Люди вроде Кошмина всегда были убеждены, что за их решетки все должны кланяться им в пояс, потому что иначе было бы еще хуже.
- И потом, это же не везде так, - добавил он успокоительно. - Это одна такая зона у нас на пути, их и всего-то шесть, ну, семь… Проедем, а дальше до Урала нормально. Можно выходить, картошки там купить отварной, с укропом… пообщаетесь с населением, если хотите… Заповедник, природа… Всё нормалдык! Зачем же ставни? Всего в двух пунктах надо соблюдать, Можарово и Крошино, а в остальное время ходите, пожалуйста, ничего не говорю…
Васильев попытался вообразить, что делается в Можарове. Еще когда их группу - три телевизионщика в соседнем вагоне и он от "Ведомостей" - инструктировали перед отправкой первого гуманитарного поезда, пересекающего Россию по случаю нацпроекта, инструктор явно чего-то недоговаривал. К каждому журналисту был прикреплен человек от Минсельхоза с внешностью и манерами профессионального охранника - что за предосторожности во время обычной поездки?

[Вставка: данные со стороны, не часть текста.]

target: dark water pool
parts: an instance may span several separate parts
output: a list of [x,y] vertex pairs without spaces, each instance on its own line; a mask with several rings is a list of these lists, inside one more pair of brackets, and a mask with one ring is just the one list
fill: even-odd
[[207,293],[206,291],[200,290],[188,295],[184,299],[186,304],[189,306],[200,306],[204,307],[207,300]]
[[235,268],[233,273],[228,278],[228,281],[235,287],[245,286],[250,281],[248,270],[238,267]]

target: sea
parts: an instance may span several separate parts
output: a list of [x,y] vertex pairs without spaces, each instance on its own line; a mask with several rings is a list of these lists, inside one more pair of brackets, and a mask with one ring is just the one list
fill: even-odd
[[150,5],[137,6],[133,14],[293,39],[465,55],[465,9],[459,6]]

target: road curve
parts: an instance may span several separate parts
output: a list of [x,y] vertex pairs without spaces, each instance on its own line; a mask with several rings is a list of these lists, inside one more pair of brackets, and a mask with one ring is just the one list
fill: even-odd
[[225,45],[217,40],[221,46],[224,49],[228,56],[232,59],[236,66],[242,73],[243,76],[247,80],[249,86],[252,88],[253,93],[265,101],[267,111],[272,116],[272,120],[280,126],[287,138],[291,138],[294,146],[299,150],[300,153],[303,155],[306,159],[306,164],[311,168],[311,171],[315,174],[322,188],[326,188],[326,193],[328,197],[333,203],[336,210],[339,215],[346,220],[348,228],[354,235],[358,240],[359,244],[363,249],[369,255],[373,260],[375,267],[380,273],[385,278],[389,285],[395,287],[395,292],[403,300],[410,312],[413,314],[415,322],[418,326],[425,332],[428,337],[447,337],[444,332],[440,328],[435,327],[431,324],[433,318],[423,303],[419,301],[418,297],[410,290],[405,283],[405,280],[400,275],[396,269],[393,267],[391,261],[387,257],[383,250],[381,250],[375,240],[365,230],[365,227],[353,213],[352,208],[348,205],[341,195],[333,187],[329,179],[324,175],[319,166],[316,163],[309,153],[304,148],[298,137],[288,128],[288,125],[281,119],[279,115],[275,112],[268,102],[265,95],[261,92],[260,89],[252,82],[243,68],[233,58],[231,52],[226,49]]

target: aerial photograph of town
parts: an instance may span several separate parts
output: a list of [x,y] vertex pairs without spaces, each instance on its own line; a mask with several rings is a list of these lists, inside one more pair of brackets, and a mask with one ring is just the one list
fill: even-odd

Оно конечно, в последнее время ездить между городами стало опасно: вовсю потрошили электрички, нападали на товарняки… Ничего не поделаешь, тоже был нацпроект - приоритетное развитие семи мегаполисов, а между ними более или менее дикое поле, не надо нам столько земли… Кто мог - перебрался в города, а что делалось с остальными на огромном российском пространстве, Васильев представлял смутно. Но он был репортер, вдобавок с армейским опытом, и его отправили с первым гуманитарным - писать репортаж о том, как мегаполисы делятся от своих избытков с прочим пространством, где, по слухам, и с электричеством-то уже были перебои. Правда, о том, что на отдельных станциях нельзя будет даже носу высунуть на перрон, в Москве никто не предупреждал. Тогда симпатичная из "Вестей" точно бы не поехала - она и так все жаловалась, что в вагоне не предусмотрена ванна. Ванна была только в спецвагоне Майерсона, потому что он был филантроп и Бог знает какой миллиардер, Гейтс курит.
За окном плыл безлюдный и ничем не примечательный, но именно поэтому особенно страшный пейзаж: все те же пустые серые деревни, иногда одинокая коза с красной тряпкой на шее, иногда тихий косарь, в одиночку выкашивавший овраг, - косарь тоже смотрел вслед поезду, нечасто он теперь видел поезда, и лица его Васильев не успевал разглядеть; мелькало поле с одиноко ржавевшим трактором - и опять тянулся угрюмый ельник, над которым клубилась лиловая туча. Быстро мелькнули остатки завода за полуразвалившимся бетонным забором, ржавые трубы, козловой кран; потянулось мелколесье, среди которого Васильев успел разглядеть бывшую воинскую часть за ржавой колючей проволокой, на которой так и остался висеть чей-то ватник - небось мальчишки лазали за техникой… Поезд замедлял ход.